After spending his adolescence in Seville listening to flamenco, his first train trip to Barcelona, ​​his beginnings in hip hop through graffiti, his encounter with the scene that was developing in Madrid and his first trips to Latin America, towards the end of the book. Mala is comfortable with those ideas of hers. There is Mara speaking to her fans about her perception of life, with a philosophical touch.

I know there are a lot of haters of self-help manuals, but somehow this one is. Don’t tell me that you don’t have money, that your father abuses you at night. There are no excuses: you will always have a public library near your home where you can find shelter.
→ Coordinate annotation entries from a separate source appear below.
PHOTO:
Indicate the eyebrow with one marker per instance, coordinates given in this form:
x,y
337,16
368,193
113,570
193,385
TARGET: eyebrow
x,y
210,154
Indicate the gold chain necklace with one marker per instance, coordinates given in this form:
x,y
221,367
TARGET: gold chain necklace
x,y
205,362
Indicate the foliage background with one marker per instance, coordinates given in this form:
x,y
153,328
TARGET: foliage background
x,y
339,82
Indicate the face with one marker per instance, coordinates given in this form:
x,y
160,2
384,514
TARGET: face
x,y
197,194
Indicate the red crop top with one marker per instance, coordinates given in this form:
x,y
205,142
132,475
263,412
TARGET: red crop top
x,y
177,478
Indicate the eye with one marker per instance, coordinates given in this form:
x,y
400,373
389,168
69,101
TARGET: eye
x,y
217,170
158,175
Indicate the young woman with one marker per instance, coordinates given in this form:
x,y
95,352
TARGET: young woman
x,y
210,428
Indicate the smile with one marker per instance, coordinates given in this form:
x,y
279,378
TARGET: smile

At the beginning of the book I talk about my grandmother, how she discovered literature; It is what I consider most important: knowing how to read and write.

There is one thing that Mala Rodríguez insists on: that vindication of her origin, of coming from below, from the margins. A person who starts his career at one point is not the same as another who starts 10 steps later. I think it’s great that this last one succeeds, but it is important that its privileges are known. That gives self-esteem to the one who came to the same place coming out behind.

Talk about the Black Lives Matter movement (In Spain they continue to kill gypsies and nobody says anything), from Me Too (It is important to normalize it and make it visible), tells of that run-over way of hers, always aware of simultaneous stimuli, delusional anecdotes of his career, such as when he gave a concert in the United States organized by some guys who were carrying weapons and they paid an outrageous amount. I guess they did it to launder money, take it easy.

It’s that I never get upset about anything, she says and looks into my eyes, laughing to herself after 1, 2, 3 … and up to 30 seconds in silence, keeping her gaze.

What is the reflection left by your memories?
That family love is the most important thing. I don’t give a damn about my career compared to that. It is with the only thing that I have cried writing these pages: to think that I could have been a better mother. But you know? Now I understand that I am lucky.